Roger Barker is Professor of Clinical Neuroscience and Honorary Consultant in Neurology at the University of Cambridge and at Addenbrooke’s Hospital.  He trained at Oxford and London and has been in his current position since 2000, after completing an MRC Clinician Scientist Fellowship.

Roger combines basic research looking at novel therapies to treat chronic neurodegenerative disorders of the brain with clinically-based work aimed at better defining such disorders.
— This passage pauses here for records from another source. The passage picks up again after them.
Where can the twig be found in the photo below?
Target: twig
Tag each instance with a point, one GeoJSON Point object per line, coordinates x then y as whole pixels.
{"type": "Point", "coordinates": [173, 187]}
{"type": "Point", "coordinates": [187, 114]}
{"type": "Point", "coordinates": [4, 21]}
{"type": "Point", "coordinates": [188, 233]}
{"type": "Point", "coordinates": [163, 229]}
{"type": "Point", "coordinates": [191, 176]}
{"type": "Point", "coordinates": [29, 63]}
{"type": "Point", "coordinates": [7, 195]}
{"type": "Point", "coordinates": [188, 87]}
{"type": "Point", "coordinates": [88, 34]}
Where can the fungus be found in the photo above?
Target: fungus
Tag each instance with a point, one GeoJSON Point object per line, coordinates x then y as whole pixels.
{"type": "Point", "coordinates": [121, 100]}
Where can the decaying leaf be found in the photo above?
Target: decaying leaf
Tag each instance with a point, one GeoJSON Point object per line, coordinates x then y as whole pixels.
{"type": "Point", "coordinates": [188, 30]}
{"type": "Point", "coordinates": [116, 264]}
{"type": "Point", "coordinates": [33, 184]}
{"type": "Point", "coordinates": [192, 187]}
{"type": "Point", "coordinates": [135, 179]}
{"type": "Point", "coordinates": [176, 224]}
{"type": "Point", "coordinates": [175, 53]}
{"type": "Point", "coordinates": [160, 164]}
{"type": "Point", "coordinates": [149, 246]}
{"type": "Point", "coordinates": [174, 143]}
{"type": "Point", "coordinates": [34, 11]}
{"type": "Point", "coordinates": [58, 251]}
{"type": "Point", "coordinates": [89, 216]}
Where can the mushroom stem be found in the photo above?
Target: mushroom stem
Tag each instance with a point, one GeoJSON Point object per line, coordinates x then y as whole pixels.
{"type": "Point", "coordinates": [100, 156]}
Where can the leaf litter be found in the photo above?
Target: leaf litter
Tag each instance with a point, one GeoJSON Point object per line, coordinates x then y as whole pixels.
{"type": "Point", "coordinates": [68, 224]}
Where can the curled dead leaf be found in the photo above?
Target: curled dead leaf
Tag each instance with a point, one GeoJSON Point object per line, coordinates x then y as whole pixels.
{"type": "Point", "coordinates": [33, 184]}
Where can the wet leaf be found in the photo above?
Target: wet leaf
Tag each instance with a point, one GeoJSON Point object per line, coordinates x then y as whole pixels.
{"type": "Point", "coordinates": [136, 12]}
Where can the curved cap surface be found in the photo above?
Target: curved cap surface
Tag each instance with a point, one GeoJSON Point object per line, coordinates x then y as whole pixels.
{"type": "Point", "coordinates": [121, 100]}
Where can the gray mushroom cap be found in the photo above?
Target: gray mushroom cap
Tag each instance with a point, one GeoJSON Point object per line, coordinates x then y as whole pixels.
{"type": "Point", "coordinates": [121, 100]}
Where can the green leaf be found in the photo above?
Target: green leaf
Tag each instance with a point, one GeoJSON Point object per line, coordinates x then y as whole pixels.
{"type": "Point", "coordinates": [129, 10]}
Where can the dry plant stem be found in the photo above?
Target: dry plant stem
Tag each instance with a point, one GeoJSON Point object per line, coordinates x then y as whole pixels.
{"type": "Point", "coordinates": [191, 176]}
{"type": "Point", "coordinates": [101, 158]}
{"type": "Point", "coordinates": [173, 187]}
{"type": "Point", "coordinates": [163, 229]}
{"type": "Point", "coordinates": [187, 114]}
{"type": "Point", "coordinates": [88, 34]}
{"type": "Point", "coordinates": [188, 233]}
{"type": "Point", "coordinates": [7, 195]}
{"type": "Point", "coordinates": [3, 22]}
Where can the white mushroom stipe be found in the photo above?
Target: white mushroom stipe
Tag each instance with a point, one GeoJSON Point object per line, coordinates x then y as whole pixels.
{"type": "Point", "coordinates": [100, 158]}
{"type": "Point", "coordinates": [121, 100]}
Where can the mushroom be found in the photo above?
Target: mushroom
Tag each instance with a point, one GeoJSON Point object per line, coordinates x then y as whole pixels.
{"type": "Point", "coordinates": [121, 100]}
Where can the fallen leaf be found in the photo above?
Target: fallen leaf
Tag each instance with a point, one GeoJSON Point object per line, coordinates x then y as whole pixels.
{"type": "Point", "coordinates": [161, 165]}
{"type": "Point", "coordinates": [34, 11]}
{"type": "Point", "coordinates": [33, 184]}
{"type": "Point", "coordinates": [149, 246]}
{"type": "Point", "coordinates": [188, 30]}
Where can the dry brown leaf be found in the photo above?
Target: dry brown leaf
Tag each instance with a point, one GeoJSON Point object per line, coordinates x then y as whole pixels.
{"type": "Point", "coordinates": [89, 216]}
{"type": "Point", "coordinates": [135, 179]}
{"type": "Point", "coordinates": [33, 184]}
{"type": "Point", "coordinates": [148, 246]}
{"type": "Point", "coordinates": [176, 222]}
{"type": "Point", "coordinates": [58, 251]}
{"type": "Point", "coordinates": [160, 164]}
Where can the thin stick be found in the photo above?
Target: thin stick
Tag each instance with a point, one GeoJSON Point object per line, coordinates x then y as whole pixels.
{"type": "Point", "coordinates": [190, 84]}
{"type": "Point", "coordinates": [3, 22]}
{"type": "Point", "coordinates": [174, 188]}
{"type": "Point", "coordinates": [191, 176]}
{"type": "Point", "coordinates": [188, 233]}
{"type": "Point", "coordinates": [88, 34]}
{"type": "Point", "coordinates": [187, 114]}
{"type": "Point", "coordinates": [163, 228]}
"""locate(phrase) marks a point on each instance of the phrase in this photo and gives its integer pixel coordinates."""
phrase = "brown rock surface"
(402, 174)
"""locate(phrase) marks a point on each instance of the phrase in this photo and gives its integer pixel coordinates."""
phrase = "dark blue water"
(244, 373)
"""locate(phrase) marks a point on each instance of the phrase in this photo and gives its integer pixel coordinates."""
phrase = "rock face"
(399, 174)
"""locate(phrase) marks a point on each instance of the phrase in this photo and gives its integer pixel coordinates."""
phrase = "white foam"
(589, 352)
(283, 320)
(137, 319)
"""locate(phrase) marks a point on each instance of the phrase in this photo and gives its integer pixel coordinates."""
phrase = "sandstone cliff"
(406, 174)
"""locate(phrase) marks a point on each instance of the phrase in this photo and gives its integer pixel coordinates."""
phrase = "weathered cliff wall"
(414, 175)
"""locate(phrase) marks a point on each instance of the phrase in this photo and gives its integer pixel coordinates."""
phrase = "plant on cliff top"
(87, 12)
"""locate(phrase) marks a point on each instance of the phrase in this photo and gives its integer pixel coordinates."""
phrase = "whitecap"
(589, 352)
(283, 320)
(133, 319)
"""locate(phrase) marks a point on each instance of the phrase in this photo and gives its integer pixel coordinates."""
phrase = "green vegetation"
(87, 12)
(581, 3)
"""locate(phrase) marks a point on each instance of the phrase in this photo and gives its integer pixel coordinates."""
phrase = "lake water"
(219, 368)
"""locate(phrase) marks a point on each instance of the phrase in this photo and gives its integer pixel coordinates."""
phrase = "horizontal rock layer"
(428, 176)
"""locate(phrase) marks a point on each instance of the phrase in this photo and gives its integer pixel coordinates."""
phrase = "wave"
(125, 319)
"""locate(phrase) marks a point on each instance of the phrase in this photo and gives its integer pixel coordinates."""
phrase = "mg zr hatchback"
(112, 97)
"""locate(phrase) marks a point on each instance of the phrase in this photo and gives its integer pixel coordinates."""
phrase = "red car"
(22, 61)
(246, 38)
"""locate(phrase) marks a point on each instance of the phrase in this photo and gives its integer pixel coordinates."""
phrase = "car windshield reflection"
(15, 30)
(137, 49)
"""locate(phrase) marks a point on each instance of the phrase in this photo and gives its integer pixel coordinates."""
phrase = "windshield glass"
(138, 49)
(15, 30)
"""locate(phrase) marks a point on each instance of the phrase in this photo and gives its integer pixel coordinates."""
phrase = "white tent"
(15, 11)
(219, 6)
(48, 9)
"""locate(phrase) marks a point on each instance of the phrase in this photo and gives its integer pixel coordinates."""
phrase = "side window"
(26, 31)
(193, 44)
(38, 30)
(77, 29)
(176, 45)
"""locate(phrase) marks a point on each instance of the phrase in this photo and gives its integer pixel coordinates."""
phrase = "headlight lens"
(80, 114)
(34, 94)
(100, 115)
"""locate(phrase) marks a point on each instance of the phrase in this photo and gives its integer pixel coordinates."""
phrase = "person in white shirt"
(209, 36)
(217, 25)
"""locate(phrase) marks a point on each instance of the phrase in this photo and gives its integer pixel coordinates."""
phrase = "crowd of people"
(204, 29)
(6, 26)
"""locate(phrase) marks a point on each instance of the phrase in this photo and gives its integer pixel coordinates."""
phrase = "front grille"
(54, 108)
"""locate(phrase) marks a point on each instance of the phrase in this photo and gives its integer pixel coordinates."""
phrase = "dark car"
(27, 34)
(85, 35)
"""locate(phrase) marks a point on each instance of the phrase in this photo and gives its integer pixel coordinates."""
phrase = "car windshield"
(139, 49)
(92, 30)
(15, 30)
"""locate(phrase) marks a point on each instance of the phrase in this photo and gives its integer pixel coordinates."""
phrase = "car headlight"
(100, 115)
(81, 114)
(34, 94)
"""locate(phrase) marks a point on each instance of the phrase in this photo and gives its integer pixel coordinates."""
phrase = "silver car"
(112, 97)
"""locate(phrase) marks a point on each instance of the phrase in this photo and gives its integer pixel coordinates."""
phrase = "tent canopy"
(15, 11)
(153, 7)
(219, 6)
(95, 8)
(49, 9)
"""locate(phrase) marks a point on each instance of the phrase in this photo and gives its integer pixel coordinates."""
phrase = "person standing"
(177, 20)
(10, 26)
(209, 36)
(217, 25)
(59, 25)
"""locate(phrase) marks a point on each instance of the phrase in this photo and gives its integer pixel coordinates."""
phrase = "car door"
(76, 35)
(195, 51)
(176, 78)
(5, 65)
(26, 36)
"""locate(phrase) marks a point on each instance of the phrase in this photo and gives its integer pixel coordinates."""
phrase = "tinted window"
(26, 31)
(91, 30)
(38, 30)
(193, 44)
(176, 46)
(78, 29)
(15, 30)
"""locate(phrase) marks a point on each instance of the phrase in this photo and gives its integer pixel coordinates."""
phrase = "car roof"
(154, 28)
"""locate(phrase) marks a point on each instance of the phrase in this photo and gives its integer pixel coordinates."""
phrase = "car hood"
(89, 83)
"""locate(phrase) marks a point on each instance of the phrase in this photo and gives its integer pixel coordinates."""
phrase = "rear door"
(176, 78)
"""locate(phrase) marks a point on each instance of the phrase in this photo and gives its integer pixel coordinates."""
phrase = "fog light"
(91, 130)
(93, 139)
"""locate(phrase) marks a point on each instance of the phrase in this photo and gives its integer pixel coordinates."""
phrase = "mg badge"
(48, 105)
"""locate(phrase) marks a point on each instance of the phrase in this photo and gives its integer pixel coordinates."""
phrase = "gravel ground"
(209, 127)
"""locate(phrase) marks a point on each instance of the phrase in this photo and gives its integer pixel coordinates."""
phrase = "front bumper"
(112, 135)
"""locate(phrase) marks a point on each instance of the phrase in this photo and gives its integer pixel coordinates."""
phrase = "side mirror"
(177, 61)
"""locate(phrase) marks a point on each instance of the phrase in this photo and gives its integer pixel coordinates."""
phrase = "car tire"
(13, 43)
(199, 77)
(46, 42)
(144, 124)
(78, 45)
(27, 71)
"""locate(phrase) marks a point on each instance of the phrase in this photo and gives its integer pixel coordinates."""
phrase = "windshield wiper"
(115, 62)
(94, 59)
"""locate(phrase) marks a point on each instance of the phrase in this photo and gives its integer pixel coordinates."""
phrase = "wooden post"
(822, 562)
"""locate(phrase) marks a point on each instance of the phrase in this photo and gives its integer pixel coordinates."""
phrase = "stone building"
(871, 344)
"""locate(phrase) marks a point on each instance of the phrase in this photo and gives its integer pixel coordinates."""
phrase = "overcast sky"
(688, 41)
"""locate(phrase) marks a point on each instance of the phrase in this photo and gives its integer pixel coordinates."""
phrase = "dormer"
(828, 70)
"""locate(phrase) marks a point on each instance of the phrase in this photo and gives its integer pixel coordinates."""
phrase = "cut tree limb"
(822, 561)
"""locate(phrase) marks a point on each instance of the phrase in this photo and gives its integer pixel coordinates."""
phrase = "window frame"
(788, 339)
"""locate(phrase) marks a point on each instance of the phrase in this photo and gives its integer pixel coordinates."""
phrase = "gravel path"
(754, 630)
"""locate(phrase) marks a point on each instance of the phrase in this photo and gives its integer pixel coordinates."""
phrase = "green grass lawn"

He is the co-ordinator of the TRANSEURO project looking at fetal cell grafting in patients with early Parkinson’s Disease and is part of the GFORCE PD initiative as well as Director of the International Society for Stem Cell Research.

Dr Zoe Hewitt (PSEC Project Manager)

Dr Zoe Hewitt, University of Sheffield

Project Manager
+44 (0)114 2222355

Key focus

PSEC aims to advance regenerative medicine by overcoming the key outstanding hurdles to translate human Pluripotent Stem Cell (hPSC) based cellular therapies into standard clinical practice.

Using innovative, multidisciplinary approaches, the Hub aims to accelerate and streamline the process of translating hPSC-based therapies to the clinic and enabling their commercial development.

 

 

Translational Challenge

  • To determine what constitutes a genetic risk in an hPSC-derived cell product in terms of patient safety;
  • To optimise the production of hPSC-derived cell products to reduce genetic risks while allowing for the manufacturing of economically viable treatments;
  • To develop “smarter” PSC-based cell therapies using genetic engineering to reduce the need for immunosuppression.

Location

Lead Organisation Partner Organisation

 

Aims and Objectives

  • To functionally assess clonal cell lines to understand how acquired genetic variants in human PSC-derived cell products affects risk for tumour growth and other adverse effects in transplanted cells;
  • To create models which can be used to predict manufacturing risk and control scenarios to develop robust transferable manufacturing processes. These can then be used to make human PSC-derived cell products in an economical and safe way in the quantities needed to ultimately treat large numbers of patients;
  • To understand which genetic engineering approaches reduce the risk of clinically relevant genetic abnormalities in modified cell lines. This will be applied to the production of new human PSC-derived cell products that can then be more easily used in larger numbers of patients in part because they cause less of an immune reaction in patients receiving such therapies.

 

Expected Outcomes

  • To produce a database and guidelines to help define the functional relevance of acquired genetic variants in human PSC-derived cell products that can be used by developers to better balance risk against patient safety and potential clinical benefit;
  • To provide predictive models to promote safe manufacturing processes and ensure the quality of human PSC-derived cell products for different clinical applications;
  • To provide protocols for safely engineering PSC lines with genetic modifications, including ones that make them less immunogenic, which could be used to develop a new generation of safe PSC-derived cell therapy products.